Triangle strip and face culling

Hello,
Just wanted to know,
When drawing a triangles strip, every vertex added to the strip (which defines a new triangle with the previous two vertices) change the triangle orientation.
But when culling is on, all the triangles are rendered correctly, so I guess the driver takes into acount this fact of toggeling the orientation
of the triangles in the strip.
Would like to get more info on that,

Thanks,

Yossi

When drawing a triangles strip, every vertex added to the strip … change the triangle orientation.
Wrong. Else it would be a real mess :stuck_out_tongue:
http://www.york.ac.uk/services/cserv/sw/graphics/OPENGL/L2d.html

Hello,

why is he wrong? Consider a two triangle strip:

[0]—[2]
| / |
| / |
[1]—[3]

it is composed of two triangles: the first uses vertices 0, 1, 2 and the second uses vertices 1, 2 and 3. The first triangle is anticlockwise (the edge 0–1 is on the left side of the triangle and moves from top to bottom), whereas the second triangle is clockwise: edge 1–2 is also on the left of its third vertex, yet is moves from bottom to top. Clearly the winding order is alternating between successive triangles.

I belive the ordering is taken from the first pair and is then the clockwise/anticlockwise test is effectively flipped for successive triangles. In this case, the strip would be culled if you had front face with CW ordering.

cheers
John

No, it’s more like on every even triangle two vertices are swapped.

So the triangles in a strip would correctly be:
0,1,2
2,1,3
2,3,4
4,3,5
4,5,6
6,5,7

(instead of simply 0,1,2 1,2,3 2,3,4 …)

john, instead of asserting that, just check the spec.
http://www.opengl.org/documentation/specs/version2.0/glspec20.pdf
pdf page 31 (page labelled 17) : figure 2.4 ‘Note that…’

> No, it’s more like on every even triangle two vertices are swapped.

exactly. so you’re swapping the vertices to make the test consistent. that is no different from swapping the test and not the vertices to make culling consistent.

Either way, something has to be swapped to make culling consistent. You’re advocating that 0, 1, 2 and then 2, 1, 3 is somehow more consistent–more correct–than flipping the test.

if you define winding order with respect to the direction of consecutive vertices when viewed from the same side, then alternate vertices have to be flipped, which is in a way redefining your definition of winding order to “winding order is whatever opengl decides it to be, and that’s dome function of where this triangle is in in the strip and something else.”

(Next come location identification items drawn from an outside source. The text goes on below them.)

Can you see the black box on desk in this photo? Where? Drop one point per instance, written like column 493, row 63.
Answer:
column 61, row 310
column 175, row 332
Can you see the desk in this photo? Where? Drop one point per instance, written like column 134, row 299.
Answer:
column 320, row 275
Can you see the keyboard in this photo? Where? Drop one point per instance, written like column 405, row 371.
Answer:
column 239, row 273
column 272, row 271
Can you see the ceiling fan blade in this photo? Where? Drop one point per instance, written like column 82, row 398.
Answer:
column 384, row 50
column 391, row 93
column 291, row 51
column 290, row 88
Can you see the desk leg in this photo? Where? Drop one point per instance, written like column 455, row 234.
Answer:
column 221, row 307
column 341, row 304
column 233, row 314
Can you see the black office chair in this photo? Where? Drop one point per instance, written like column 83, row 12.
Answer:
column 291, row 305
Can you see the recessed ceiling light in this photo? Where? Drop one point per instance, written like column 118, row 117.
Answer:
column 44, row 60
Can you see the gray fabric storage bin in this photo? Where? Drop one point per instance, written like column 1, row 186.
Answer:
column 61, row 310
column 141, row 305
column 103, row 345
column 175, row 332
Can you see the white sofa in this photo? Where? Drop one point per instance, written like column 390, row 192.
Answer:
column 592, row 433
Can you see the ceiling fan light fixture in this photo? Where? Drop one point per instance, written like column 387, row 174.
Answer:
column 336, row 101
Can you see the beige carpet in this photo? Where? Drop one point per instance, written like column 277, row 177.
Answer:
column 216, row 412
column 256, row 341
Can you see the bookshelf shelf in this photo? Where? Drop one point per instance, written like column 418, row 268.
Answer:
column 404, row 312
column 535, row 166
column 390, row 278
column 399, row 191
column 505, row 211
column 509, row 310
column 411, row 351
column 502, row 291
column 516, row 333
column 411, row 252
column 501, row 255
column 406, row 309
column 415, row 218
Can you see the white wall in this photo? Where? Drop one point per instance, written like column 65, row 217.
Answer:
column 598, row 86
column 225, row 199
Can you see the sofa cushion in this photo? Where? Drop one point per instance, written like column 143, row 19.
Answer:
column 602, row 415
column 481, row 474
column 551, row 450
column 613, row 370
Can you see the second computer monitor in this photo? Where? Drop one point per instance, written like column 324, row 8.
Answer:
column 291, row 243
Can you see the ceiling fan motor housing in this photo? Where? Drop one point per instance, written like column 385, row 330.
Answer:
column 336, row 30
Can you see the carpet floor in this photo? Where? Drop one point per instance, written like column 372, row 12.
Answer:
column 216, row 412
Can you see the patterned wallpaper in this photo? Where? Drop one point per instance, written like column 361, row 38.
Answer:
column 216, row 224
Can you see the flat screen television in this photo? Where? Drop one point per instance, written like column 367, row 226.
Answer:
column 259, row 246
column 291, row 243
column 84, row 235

its no assertion to acknowledge that sometning HAS to bc changed. i am greatly amused that the idea of changing the vertices is a better “solution” to defining the problem then flipping the test.

> just check the spec.
http://www.opengl.org/documentation/specs/version2.0/glspec20.pdf
pdf page 31 (page labelled 17) : figure 2.4 ‘Note that…’

that example agrees wtih me, eacatly. the ordering of the STRIP is determioned by the first triangle, certainly, so something has to change for alternating triangles. i never said otherwise.

thus,

0    1
   /
2    3

is clockwise for all triangles because it is defined by the first (even though the triangle 1, 2, 3 is ccw defined by the order of successive vertices, so SOMETHING has to change–either the test or two vertices), whereas

0    2
   /
1    3

is CCW for the entire strip, even though 1, 2, 3 is CW. therefore, that figure in the opengl spec doesn’t contradict my position.

my position, incidentially, is not to disagree with this statement:

> When drawing a triangles strip, every vertex added to the strip … change the triangle orientation.
> Wrong

every vertex added to the strip DOES change the triangle orientation IF you define winding order as the direction of sucessive vertices. so, saying it is wrong IS wrong.

the answer is “yes, that is true: adding successive vertices DOES change the winding order, and if left unchecked, this WOULD create a mess. BUT: opengl defines the winding order on the first triangle (which is true, c.f. fig 2.4) and then either alternates the test on successive vertices, or flips the last two vertices.”

my objection was to asserting something was wrong, when clearly this is not the case. adding vertices DOES change the winding order, but opengl itself CHANGES something to make the test right.